心里空落落的,脑袋里胡思乱想的飘过许多念头,个个都飘远了,抓不住。
等泡在温热的水里,我才感觉全身都放松下来。坐了好几日的马车,不断颠簸,骨头都快散架了。
我舒服地哼哼几声,打算多泡会儿再出去。
真是太舒服了怎么办,我不断玩着水,热气氤氲,我的脑袋里居然控制不住地想到韩文州洗澡的样子。
头发全都披散下来,热气氤氲着他的脸,他的唇红如鲜血,媚眼如丝……
我突然感觉心跳加快,心脏似乎快要跳出喉咙,水也开始热起来,口干舌燥。
我晃了晃头,这热气,差点把我热晕。我赶快出来,拿帕子把身上的水擦干,连忙穿好衣服。
韩文州进来的时候我正在拿帕子擦头发上的未干的水,看到是他,我的脑袋里冒出他洗澡的样子来,不由得看他看得有些痴。
“四儿,我就那么好看?”他轻轻笑起来,接过我手里的帕子替我擦干头发。
我愣愣地由他拿走我手里的帕子,这小子,最近怎么越来越好看了。
“四儿,你怎么了?”韩文州担忧地看着我。
我没怎么,就是发现你越来越妖孽了,这是为什么呢?我还在思考韩文州为什么越来越俊美这件事,韩文州就一把拿帕子堵住我的口鼻。
这是干什么!
我不断挣扎,他使劲按着我,道:“别动,你流鼻血了。
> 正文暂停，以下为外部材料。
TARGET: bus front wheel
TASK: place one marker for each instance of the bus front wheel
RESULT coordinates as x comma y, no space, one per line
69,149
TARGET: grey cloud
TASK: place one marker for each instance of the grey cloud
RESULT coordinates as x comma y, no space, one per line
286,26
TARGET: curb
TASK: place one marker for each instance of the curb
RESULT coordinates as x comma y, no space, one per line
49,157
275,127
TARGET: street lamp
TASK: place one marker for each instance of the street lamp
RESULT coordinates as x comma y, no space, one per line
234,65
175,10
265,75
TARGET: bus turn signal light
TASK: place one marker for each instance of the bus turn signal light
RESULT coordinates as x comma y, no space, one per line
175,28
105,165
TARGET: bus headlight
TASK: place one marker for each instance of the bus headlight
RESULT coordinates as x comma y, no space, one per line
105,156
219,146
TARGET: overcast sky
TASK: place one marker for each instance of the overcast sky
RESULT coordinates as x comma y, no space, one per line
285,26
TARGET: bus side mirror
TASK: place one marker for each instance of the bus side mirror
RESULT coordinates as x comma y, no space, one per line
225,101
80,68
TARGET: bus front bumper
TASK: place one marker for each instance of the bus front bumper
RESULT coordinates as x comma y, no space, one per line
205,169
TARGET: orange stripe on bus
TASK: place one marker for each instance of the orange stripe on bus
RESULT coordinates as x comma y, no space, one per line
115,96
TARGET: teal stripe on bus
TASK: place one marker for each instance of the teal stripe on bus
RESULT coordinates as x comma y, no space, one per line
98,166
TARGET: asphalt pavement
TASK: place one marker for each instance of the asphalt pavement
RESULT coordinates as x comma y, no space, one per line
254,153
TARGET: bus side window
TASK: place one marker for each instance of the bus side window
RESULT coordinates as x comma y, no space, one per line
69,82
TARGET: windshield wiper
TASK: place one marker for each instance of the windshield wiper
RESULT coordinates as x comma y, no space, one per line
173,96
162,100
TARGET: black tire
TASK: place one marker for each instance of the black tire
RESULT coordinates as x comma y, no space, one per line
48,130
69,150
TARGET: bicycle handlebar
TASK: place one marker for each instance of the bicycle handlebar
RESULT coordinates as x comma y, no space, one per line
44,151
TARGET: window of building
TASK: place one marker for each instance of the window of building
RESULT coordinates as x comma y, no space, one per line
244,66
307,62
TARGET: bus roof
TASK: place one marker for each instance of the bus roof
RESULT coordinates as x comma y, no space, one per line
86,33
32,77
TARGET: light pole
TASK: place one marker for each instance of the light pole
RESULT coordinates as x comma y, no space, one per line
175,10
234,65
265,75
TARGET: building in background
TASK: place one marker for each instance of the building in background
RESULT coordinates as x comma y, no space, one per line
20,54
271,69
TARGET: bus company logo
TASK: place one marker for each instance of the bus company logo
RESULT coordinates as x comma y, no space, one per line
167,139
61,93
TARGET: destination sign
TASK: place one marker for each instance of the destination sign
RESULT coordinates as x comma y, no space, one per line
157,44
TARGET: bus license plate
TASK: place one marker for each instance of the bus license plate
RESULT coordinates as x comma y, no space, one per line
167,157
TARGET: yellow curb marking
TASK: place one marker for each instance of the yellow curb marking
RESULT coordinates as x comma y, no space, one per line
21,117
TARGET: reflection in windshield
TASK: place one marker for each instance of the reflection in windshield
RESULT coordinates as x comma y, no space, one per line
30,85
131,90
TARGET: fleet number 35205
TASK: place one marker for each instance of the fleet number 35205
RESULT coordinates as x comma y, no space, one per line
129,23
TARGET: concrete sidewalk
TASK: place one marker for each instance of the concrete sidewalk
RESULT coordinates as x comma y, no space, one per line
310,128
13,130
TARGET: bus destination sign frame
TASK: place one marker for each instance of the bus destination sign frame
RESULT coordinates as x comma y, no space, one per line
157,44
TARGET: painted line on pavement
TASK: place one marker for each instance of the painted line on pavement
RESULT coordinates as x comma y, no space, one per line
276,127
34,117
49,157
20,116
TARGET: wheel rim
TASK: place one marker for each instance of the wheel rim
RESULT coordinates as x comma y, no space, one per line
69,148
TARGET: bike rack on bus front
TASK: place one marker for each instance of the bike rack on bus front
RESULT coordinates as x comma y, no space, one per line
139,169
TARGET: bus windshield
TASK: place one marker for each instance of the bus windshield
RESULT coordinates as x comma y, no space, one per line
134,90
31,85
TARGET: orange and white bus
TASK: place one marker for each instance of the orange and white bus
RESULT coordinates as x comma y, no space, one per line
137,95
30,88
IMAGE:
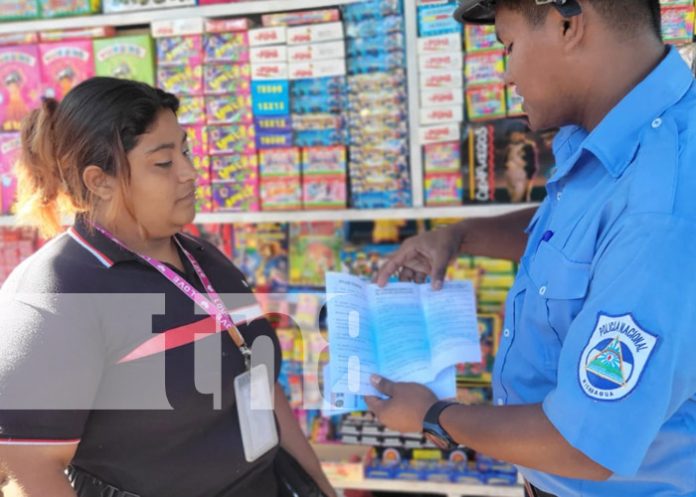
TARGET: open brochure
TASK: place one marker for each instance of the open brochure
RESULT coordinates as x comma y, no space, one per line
404,332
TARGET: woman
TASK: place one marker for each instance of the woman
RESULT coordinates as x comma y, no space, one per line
121,338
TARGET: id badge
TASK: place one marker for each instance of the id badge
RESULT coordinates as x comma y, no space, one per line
254,399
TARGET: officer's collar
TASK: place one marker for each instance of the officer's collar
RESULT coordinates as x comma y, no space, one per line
615,140
109,252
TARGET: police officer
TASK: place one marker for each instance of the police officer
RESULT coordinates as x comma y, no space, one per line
594,382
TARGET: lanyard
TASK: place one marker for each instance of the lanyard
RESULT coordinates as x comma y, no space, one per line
214,306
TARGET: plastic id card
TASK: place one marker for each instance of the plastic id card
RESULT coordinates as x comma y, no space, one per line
252,390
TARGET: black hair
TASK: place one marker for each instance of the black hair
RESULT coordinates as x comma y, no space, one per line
97,123
626,16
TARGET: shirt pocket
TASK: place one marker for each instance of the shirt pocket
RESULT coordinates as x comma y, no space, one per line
561,283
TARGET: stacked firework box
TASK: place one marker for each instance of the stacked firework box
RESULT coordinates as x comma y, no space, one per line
316,54
229,115
377,104
440,66
279,160
179,46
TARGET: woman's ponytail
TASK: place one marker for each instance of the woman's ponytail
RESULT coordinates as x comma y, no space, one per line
41,190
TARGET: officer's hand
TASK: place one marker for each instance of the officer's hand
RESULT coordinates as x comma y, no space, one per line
406,407
427,254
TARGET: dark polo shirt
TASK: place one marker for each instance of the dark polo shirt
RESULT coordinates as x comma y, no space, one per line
96,346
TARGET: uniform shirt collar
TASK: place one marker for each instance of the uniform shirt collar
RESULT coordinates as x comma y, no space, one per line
113,253
615,140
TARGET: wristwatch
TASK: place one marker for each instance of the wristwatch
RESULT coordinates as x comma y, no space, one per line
433,430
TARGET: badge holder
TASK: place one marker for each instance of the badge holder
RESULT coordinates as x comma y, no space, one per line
254,399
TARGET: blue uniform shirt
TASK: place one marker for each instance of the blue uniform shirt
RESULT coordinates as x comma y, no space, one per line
600,325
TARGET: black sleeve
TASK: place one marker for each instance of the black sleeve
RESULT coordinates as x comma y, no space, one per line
51,361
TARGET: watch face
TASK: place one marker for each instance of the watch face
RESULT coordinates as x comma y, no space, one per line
439,441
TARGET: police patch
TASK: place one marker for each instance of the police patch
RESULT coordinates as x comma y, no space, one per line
614,357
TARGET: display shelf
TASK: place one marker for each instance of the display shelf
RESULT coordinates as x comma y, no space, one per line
144,17
362,214
415,156
418,487
487,210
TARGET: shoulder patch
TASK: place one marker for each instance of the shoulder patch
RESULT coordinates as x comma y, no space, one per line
614,358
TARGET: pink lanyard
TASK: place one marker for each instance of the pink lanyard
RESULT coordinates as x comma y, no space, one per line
214,306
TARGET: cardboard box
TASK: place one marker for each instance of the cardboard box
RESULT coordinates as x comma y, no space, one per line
442,114
267,36
437,134
343,463
317,69
315,33
53,8
227,25
278,70
441,61
301,17
20,84
110,6
127,57
64,65
442,96
11,10
317,51
272,54
177,27
441,79
444,43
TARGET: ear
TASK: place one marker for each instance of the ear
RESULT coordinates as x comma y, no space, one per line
571,30
100,184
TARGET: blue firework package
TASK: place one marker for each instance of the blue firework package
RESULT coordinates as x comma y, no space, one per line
332,85
273,123
382,62
371,9
377,45
304,122
325,104
374,27
277,139
319,138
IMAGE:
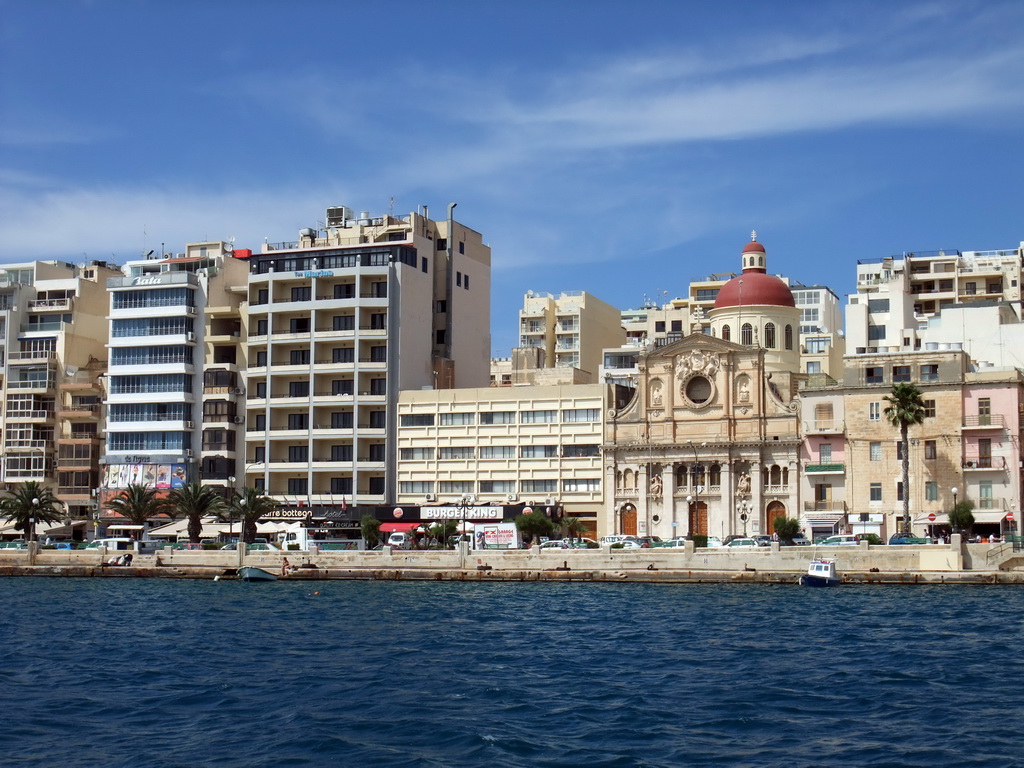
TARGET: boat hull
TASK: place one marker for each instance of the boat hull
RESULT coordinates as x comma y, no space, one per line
252,573
813,581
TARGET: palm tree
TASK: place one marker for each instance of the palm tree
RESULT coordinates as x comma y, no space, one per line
248,506
196,502
138,503
31,503
906,407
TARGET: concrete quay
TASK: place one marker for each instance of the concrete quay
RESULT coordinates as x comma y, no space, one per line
956,562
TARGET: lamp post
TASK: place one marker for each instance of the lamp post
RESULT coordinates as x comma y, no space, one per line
741,508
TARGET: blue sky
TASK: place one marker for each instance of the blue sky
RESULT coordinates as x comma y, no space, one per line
622,148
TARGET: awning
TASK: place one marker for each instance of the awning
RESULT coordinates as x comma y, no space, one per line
397,527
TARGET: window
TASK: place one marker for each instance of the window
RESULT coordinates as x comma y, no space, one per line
456,420
498,452
539,486
581,485
578,415
747,334
498,417
458,453
416,454
497,486
580,452
456,486
540,417
416,486
418,420
538,452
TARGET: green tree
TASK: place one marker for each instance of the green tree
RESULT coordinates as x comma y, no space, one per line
248,506
370,527
786,527
29,504
535,525
962,516
195,502
906,408
137,504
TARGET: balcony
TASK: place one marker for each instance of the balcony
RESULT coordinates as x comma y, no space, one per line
984,421
984,463
824,469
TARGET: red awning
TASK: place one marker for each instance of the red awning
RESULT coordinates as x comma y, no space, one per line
397,527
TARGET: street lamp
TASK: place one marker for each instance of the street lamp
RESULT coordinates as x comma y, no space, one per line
741,507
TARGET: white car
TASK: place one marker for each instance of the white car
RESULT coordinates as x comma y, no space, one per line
743,543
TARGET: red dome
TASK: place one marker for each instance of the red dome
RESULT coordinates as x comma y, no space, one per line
759,289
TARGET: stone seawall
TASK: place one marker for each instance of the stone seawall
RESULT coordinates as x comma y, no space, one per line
954,563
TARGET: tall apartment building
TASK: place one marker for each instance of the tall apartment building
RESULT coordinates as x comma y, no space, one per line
338,324
164,352
52,335
898,295
488,454
571,329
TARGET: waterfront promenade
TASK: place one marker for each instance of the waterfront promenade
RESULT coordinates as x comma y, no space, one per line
956,562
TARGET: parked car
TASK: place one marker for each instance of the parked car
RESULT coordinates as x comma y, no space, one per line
841,540
743,543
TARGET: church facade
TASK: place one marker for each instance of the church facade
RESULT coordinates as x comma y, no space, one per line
710,441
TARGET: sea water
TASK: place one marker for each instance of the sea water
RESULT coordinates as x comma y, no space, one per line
126,672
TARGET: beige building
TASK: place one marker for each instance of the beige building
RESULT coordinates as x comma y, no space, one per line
52,337
338,324
536,446
571,329
709,443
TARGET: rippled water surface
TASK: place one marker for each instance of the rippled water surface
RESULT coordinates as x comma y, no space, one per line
176,673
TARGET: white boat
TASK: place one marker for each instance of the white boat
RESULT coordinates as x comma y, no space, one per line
253,573
820,573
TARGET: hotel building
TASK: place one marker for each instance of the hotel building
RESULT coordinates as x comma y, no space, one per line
341,321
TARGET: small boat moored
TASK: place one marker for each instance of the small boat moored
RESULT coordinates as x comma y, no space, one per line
253,573
820,573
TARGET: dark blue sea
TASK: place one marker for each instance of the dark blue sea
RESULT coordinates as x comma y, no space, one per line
104,672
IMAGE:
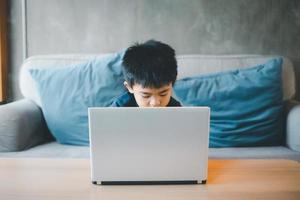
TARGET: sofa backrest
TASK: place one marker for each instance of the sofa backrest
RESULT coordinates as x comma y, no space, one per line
188,65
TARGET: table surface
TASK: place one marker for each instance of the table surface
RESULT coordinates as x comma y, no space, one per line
227,179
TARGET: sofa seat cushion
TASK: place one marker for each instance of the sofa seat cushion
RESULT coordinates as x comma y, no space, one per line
56,150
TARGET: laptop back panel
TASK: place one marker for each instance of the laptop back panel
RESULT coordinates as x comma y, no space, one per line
144,144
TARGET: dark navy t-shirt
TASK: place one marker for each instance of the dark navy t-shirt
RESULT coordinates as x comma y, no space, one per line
127,100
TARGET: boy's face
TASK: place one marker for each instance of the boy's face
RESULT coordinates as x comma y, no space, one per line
150,97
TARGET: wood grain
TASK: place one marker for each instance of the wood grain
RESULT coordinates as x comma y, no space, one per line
228,179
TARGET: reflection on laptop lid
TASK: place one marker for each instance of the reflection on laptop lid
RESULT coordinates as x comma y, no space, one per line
149,145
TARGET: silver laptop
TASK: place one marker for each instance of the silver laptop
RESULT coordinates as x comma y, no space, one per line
149,145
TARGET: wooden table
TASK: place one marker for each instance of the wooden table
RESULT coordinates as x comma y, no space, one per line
70,179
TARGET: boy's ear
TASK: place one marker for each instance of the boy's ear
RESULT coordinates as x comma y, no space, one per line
129,88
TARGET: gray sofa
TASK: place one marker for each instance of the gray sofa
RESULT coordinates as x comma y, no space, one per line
24,133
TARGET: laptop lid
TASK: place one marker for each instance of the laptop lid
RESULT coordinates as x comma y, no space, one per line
149,144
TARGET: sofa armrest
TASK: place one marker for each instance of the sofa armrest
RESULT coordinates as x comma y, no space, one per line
293,125
21,126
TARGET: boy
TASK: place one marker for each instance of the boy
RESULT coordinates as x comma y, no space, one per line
150,71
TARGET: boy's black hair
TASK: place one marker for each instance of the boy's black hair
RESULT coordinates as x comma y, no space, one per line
150,64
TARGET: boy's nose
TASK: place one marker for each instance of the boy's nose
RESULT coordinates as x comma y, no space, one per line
154,102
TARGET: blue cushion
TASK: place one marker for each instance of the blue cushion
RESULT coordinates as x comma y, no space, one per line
66,93
246,104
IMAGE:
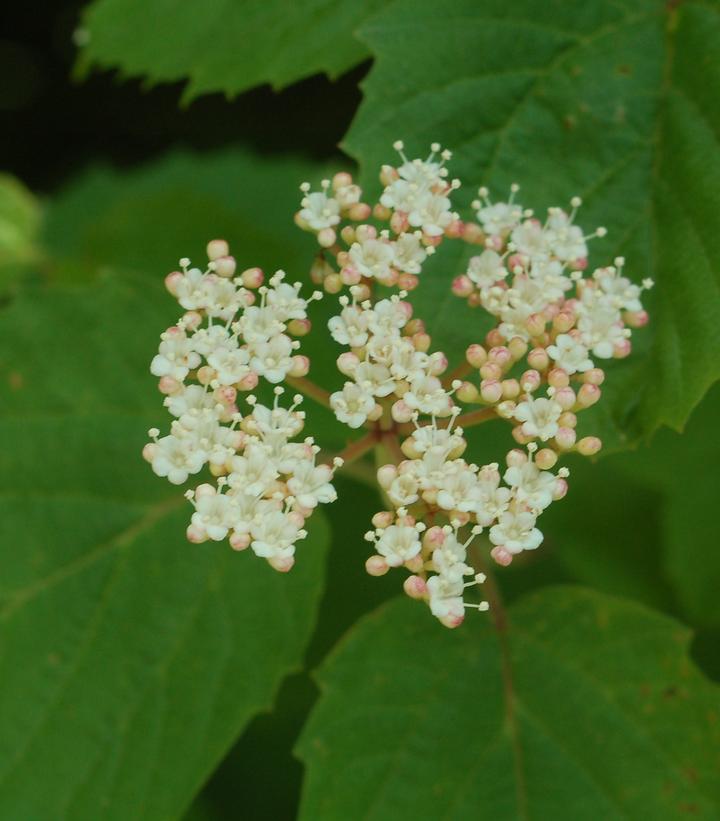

”
我停止挣扎,我居然流鼻血了?!
“最近吃了什么上火的东西?”韩文州把我扶着,叫来月娘打了一盆冷水进来,把帕子用冷水浸透后敷在我的额头。
我的鼻子还被韩文州捂着,说不出话来,不断摇头,我没吃什么上火的东西啊。
等鼻血终于消停下来,我眼神哀怨地看着帕子上的鼻血,这算什么,难道我是看韩文州看得流鼻血?这要是传出去那还怎么做人,太丢脸了。
“我让军医来看看。”韩文州说着,叫月娘去请军医,我吓了一跳,赶紧跳起来抓住韩文州的胳膊,道:“哪有那么娇气,不过是个流鼻血嘛,又没什么大事。”
月娘站在门帘边看着我,眼神担忧道:“奴婢还是觉得安妥些好,公子你就别推托了。”
我叫住她:“月娘,我真的没事!”说完还蹦了蹦,向月娘使劲使眼色。
月娘莫名其妙的看着我的眼色,然后站在一边不说话。
韩文州叹了口气道:“罢了。你收拾收拾,明日我们启程回京。”
我惊讶道:“这么快?”
韩文州笑起来,可是那笑意却未达眼底,道:“早日回去有早日回去的事要办。你难道不想你师傅?”
我是很想师傅。
我点点头,我确实不喜欢军营这种地方,到处都是嘶吼,到处都是士兵,到处都是兵器,总让我联想到死亡。
韩文州抬手模了模我未干的头发,嘱咐月娘仔细给我把头发擦干,转身走出帐篷。
我拿着帕子擦头发,月娘安静地收拾着我们的行李,我看着铜镜里的自己,突然不想再穿男装。